C’est le nouveau cheval de bataille de Bercy et du ministère du Travail. Avec un objectif affiché de 20 milliards d’euros de pertes à combler, le projet de loi anti-fraude accélère sur le sujet. Mais derrière les chiffres, le fossé est parfois complexe à combler entre ce que veut l'État - récupérer des milliards d'euros - et la réalité opérationnelle des entreprises. D’autant que certains secteurs sont visés en particulier comme le BTP, la formation ou encore les VTC.
Mais attention aux raccourcis. Si la fraude aux prestations (RSA, aides au logement) indigne l’opinion, c’est bien la fraude aux cotisations qui pèse le plus lourd dans la balance. Entre le travail non-déclaré, la sous-déclaration d'heures ou le détournement du statut de travailleur détachées, les techniques sont rodées. L'État veut non seulement renflouer les caisses de la "Sécu" mais aussi stopper la concurrence déloyale qui ronge l'économie nationale.

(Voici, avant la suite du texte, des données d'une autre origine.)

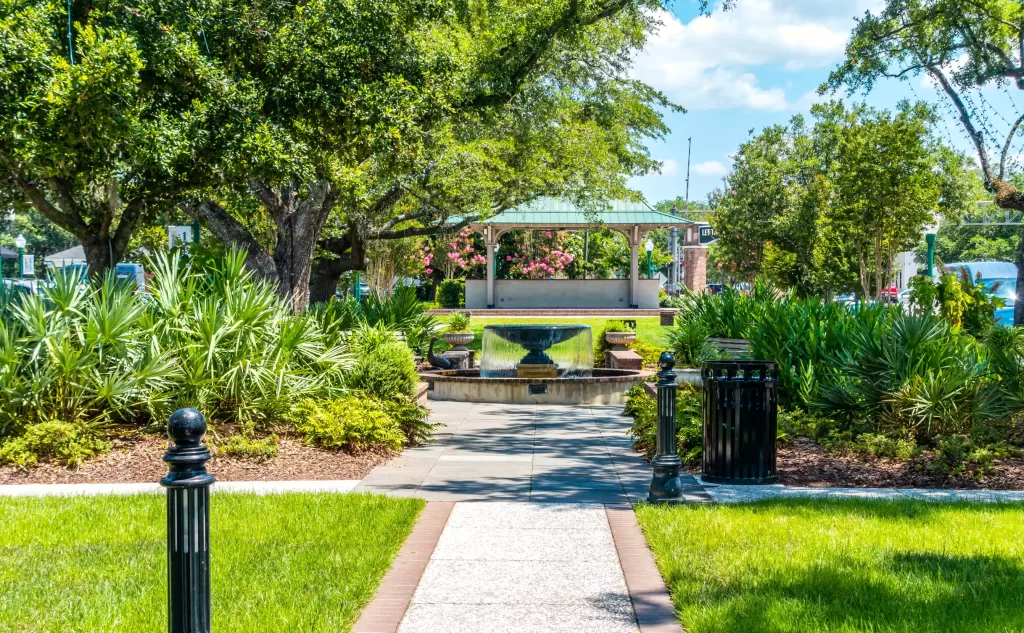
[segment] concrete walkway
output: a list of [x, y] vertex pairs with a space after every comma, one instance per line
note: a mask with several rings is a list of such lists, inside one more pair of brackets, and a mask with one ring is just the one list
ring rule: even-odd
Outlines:
[[[425, 564], [424, 539], [355, 633], [681, 631], [629, 506], [646, 498], [651, 468], [631, 449], [621, 406], [430, 409], [436, 442], [355, 490], [456, 503]], [[692, 477], [688, 492], [710, 500]], [[418, 564], [422, 577], [410, 578]]]
[[[431, 402], [435, 444], [374, 469], [356, 492], [429, 501], [636, 502], [650, 465], [631, 449], [622, 406]], [[691, 501], [710, 498], [688, 477]]]
[[457, 503], [399, 633], [636, 633], [604, 506]]

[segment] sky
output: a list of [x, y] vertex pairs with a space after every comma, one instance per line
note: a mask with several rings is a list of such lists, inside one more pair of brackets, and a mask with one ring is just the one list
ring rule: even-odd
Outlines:
[[[651, 141], [651, 156], [664, 165], [660, 174], [633, 178], [631, 188], [651, 204], [683, 196], [686, 189], [687, 138], [692, 138], [690, 200], [706, 201], [722, 185], [730, 157], [751, 130], [785, 124], [808, 114], [817, 88], [844, 58], [855, 22], [877, 11], [883, 0], [738, 0], [721, 10], [715, 0], [710, 16], [697, 14], [696, 0], [675, 0], [659, 14], [662, 27], [639, 53], [633, 76], [665, 92], [687, 110], [667, 113], [672, 132]], [[901, 99], [939, 102], [924, 78], [880, 82], [866, 97], [878, 108], [895, 108]], [[850, 97], [845, 100], [852, 102]], [[966, 135], [955, 121], [944, 121], [941, 136], [962, 150]]]

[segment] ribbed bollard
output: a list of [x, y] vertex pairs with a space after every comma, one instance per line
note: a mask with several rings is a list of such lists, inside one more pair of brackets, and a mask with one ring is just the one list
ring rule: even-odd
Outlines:
[[167, 630], [210, 633], [210, 451], [201, 442], [206, 418], [181, 409], [168, 428], [174, 445], [164, 461], [167, 489]]
[[683, 482], [679, 477], [682, 461], [676, 453], [676, 357], [662, 352], [657, 361], [657, 436], [654, 475], [650, 480], [647, 501], [651, 503], [679, 503], [683, 500]]

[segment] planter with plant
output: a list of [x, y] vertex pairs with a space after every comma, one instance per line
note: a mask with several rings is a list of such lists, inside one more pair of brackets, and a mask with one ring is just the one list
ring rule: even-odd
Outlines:
[[449, 318], [444, 342], [452, 345], [452, 351], [469, 351], [473, 333], [469, 331], [469, 312], [455, 312]]

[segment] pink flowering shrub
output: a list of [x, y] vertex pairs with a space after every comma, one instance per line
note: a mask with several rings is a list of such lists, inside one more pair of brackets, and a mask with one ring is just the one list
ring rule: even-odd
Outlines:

Le BTP sous haute surveillance
S'il y a un secteur qui voit rouge, c'est le bâtiment. Réputé pour travailler en cascade avec un certain nombre de sous-traitants, le BTP est le terrain de jeu favori des fraudeurs de haut vol. Pour y remédier, le gouvernement renforce un arsenal juridique redoutable : la solidarité financière. Le principe ? Si vous sous-traitez à un fournisseur qui ne paie pas ses charges et fraude l’URSSAF, c’est l’entreprise donneuse d’ordre qui va les payer à sa place… Un mécanisme qui force les sociétés à opérer un flicage permanent de leurs partenaires commerciaux. Ce qui induit pour les chefs d’entreprise une mission supplémentaire en tant que gérant pour repérer les potentielles erreurs des partenaires avec de la paperasse en plus. Pour se protéger, le chef d'entreprise devrait alors collecter, vérifier et archiver un certain nombre de documents comme une attestation de l’URSSAF à renouveler tous les 6 mois, les déclarations SIPSI en cas de travailleurs détachés ou la carte BTP.
Le texte prévoit également de mieux réguler d’autres secteurs comme celui des voitures de transport avec chauffeur (VTC) à travers un devoir de vigilance autour du travail dissimulé pour les entreprises et celui de la formation. D’un côté, les personnes se formant via leur CPF seraient obligées de se présenter aux épreuves prévues par l’organisme certificateur. En cas de non-présentation, un remboursement pourrait être exigé. De l’autre, le projet de loi protégera mieux les usagers contre les pratiques commerciales trompeuses des dits organismes de formation.
Beaucoup de responsabilité
L’État joue sur une corde sensible : la protection des entreprises vertueuses à travers une concurrence loyale. Concrètement, une société qui s'affranchit des charges sociales peut casser ses prix de 20 à 30 %. Mais le risque pourrait être protéiforme puisqu’en plus des croisements de trop nombreux documents, pourrait s’installer un climat de méfiance généralisée. Si les solutions pour les grands groupes se trouvent déjà probablement en interne, quid des petites entreprises qui n’ont pas forcément le temps ou les moyens humains de mettre tout cela en place ? Pour les entreprises, la mise en œuvre de ce projet de loi repose sur un équilibre précaire qui pourrait décourager l’entrepreneuriat. Le succès de cette réforme ne se mesurera pas seulement aux milliards récupérés, mais à la capacité de l'administration à accompagner les entreprises plutôt qu'à les punir pour les fautes de leurs partenaires.